Yarın için endişelerim var.

Kaygılarım kahrediyor beni.

İnat ediliyor, illa ile başlayan istekler sıralanıyor.

İnat, inada biniyor, vehimler sarmallaşıyor...

Stres, kartopu gibi yuvarlanıyor, cadde ve sokaklarda.

Fitne kol geziyor köşe bucak...

Gözdağları neredeyse sıradağlar gibi saracak etrafımızı çepeçevre.

Tehditlerin bini bir para, alan da var satan da.

Oysa müşteriler hiç bu kadar kalabalık olmamıştı.

Hayra alamet olmayan şeyleri yaşıyoruz.

Herkes koşturuyor, ne oturan var ne de susan.

Neden bir adam çıkıp ta; durun ey kalabalıklar, bu sokak, çıkmaz sokak, demiyor?

Geldiğimiz nokta bir muamma.

Çözmek kimin haddine?

At izinin it izine bu kadar karıştığı hiç görülmüş müydü daha önce?

Kimin ne istediğini öğrenen, anlayan var mı?

Esas maksadı gizleyip başka maksutlar peşinde koşmak er kişi harcı mı?

Nerde kaldı inandırıcılık, aydınlanamadık mı hala?

Kabesi, kıblesi net olmayanlar kendilerine o meydanı Kabe ittihaz etme mi derdindeler?

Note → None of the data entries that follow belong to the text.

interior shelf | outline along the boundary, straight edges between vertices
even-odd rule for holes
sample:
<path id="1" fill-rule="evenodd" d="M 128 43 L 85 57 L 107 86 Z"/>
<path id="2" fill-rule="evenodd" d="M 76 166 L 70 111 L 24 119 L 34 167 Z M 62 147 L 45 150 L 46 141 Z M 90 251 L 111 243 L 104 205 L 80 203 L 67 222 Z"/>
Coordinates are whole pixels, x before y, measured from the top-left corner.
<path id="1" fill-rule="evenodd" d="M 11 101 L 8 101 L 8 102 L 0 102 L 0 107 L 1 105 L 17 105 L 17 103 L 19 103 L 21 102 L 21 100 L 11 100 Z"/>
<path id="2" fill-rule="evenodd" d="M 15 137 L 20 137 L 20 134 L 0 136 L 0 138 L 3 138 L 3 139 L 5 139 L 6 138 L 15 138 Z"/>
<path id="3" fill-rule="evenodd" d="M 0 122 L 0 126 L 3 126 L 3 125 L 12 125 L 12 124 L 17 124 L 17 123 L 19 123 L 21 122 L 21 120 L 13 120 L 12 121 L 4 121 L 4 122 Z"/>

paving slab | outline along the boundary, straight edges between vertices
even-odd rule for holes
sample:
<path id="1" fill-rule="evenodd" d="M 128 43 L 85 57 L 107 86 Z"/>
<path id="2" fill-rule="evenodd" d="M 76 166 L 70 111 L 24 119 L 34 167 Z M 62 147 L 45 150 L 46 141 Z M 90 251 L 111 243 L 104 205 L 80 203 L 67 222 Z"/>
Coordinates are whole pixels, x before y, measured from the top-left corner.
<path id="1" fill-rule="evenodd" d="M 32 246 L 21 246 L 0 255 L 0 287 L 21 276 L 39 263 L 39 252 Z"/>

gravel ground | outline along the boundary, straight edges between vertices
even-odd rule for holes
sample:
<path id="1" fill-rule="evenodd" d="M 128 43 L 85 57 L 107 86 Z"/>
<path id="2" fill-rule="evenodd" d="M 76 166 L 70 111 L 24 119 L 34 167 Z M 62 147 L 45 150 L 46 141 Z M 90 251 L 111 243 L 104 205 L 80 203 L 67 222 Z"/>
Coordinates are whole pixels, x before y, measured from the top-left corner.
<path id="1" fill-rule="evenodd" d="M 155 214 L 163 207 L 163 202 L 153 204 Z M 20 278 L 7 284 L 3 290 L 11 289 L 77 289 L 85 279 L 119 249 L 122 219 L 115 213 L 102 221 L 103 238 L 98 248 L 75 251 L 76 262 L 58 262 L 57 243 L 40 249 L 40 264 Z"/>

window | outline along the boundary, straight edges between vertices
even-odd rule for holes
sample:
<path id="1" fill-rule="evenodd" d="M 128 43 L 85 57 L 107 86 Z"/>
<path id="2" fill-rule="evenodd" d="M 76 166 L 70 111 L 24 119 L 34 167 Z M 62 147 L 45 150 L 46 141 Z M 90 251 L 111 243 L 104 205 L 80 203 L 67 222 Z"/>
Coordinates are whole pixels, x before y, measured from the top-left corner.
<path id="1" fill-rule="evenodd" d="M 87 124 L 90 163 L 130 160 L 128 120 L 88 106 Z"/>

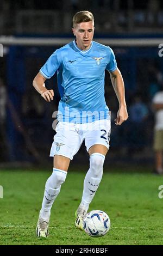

Yetmiş yıldır mabed inşa edilemeyen bir mekan nasıl olur da ibadeti olmayanların kabesi olur?

Olur mu, mümkünatı var mı?

Eğer varsa ihtimalat, mümkün olur tüm tahayyülat.

Yok ben bu meseleyi anlayamayacağım herhal.

En bariz tarafından bir galebe çalma vakıasıdır yaşananlar.

Galip olan sahip de olur kazıyyesi hükmünce.

O meydanda borusu ötecek olanın sesi tüm dünyada makes bulacaktır.

Sebebi kavga tek kelimeyle budur.

Başka cenahlarda bir şeyler aramak beyhude uğraşlar nevindendir.

Kim ki boş şeyler peşindedir, o abesle iştigal edendir.

Akil ve makul adamlara abesle iştigal yakışmaz.

Devletin her bir aygıtının mahsus işi vardır.

Siz, istirahat buyrun efendim.

Sular uykuda düşman değilse bile...

Ama ben yine de sorayım, soracağım soruyu:

Bu gece rahat uyuyabilecek miyim?

 ...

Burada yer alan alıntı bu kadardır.